Dilution and Capital Structure
The transaction involves significant share issuance, which dilutes existing shareholders. Management will need to demonstrate that asset value creation outpaces dilution over time.
Execution Capability
Transitioning from a technology-oriented investment company to a mining-focused operator requires new technical expertise, governance frameworks, and operational oversight.
Broader Implications for Kenya’s Mining Sector
The Dilotiko transaction highlights a gradual re-awakening of interest in Kenya’s mining sector among foreign investors. Regulatory reforms, improved geological data, and infrastructure investments are beginning to translate into tangible deals.
If projects like Dilotiko reach production, they could:
- Encourage further exploration investment
- Strengthen local supply chains
- Create employment in rural counties
- Increase mineral export revenues
The success or failure of early movers will likely shape investor perceptions of Kenya as a mining jurisdiction for years to come.
Outlook: A Measured Bet With Long-Term Potential
TechFinancials’ acquisition of an initial stake in the Dilotiko Project is best understood as a measured, option-based investment rather than an all-in commitment. By tying additional ownership to production milestones, the company has structured downside protection while retaining significant upside exposure.
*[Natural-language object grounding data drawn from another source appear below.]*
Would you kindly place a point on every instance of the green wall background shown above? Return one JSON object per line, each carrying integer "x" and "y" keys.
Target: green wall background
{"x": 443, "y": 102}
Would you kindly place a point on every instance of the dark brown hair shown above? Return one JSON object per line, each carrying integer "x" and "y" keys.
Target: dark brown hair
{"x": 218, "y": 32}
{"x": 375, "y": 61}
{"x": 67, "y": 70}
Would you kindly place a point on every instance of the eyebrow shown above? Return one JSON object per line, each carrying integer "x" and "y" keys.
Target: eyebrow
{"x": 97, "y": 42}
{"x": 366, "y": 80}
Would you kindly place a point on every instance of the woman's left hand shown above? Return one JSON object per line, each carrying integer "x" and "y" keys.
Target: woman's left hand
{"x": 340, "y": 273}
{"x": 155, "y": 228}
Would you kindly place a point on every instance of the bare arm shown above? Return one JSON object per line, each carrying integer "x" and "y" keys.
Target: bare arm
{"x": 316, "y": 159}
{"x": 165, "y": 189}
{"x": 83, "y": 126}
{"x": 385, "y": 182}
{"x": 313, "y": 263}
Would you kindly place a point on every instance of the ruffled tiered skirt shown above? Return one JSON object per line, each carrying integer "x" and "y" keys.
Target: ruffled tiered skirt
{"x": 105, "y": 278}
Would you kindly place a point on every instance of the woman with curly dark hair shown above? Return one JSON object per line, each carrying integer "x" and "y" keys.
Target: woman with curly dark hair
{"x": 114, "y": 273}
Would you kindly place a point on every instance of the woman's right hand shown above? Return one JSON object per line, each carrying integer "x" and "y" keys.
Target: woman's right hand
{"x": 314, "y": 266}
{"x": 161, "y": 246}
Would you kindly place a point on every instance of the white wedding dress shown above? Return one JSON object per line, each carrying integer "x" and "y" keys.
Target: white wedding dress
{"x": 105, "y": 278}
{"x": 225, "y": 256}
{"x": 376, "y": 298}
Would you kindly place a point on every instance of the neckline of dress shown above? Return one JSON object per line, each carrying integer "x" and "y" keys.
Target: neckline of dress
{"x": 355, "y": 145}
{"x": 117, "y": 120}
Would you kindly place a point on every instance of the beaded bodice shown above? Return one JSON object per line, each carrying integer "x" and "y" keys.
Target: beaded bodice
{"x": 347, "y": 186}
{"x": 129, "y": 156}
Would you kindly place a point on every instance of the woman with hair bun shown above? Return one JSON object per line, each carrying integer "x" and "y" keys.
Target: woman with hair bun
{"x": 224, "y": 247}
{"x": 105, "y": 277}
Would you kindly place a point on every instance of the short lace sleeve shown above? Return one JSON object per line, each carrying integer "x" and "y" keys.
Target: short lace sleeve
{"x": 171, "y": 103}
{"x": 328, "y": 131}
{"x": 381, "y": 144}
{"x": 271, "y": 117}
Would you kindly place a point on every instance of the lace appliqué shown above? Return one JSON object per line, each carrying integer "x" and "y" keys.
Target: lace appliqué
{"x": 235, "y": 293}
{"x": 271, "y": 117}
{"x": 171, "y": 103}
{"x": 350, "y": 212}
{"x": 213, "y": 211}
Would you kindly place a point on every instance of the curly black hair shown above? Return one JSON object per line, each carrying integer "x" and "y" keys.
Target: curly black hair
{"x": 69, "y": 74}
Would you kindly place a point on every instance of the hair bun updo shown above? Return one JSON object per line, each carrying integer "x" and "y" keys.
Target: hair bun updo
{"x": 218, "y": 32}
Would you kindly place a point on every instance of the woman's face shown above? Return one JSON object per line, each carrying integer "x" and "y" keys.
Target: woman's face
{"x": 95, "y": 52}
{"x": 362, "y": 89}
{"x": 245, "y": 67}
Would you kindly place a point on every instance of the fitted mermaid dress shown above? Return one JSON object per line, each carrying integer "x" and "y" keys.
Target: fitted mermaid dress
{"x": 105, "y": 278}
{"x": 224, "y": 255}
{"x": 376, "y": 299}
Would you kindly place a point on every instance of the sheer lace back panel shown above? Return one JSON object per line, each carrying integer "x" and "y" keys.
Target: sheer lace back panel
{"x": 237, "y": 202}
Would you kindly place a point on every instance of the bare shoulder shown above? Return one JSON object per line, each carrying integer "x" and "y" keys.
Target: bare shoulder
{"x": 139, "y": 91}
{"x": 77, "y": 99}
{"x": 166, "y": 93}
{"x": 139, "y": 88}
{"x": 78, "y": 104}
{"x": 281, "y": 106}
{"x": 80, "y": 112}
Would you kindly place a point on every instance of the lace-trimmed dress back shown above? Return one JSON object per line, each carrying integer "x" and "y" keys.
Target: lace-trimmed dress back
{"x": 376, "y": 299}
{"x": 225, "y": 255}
The rebrand to Ubuntu Mining and Metals further reinforces management’s intention to build a coherent mining-focused portfolio, rather than treating the Dilotiko Project as a standalone asset.
Much will depend on regulatory approvals, technical studies, financing conditions, and iron ore market dynamics. However, the combination of location, infrastructure, and phased investment provides a credible foundation.
Conclusion
TechFinancials’ entry into Kenya’s iron ore sector through the Dilotiko Project marks a pivotal moment in the company’s evolution and a notable development for Kenya’s mining industry. By securing an initial 25 percent stake with a clear route to majority ownership, and backing the move with fresh capital and a corporate rebrand, the company has laid the groundwork for a long-term presence in African resource development.
As Ubuntu Mining and Metals, the company now faces the challenge of execution—turning geological promise into commercial reality. If successful, the Dilotiko Project could emerge as a reference point for future mining investment in Kenya, demonstrating how infrastructure access, regulatory progress, and structured capital can converge to unlock value in underdeveloped mineral markets.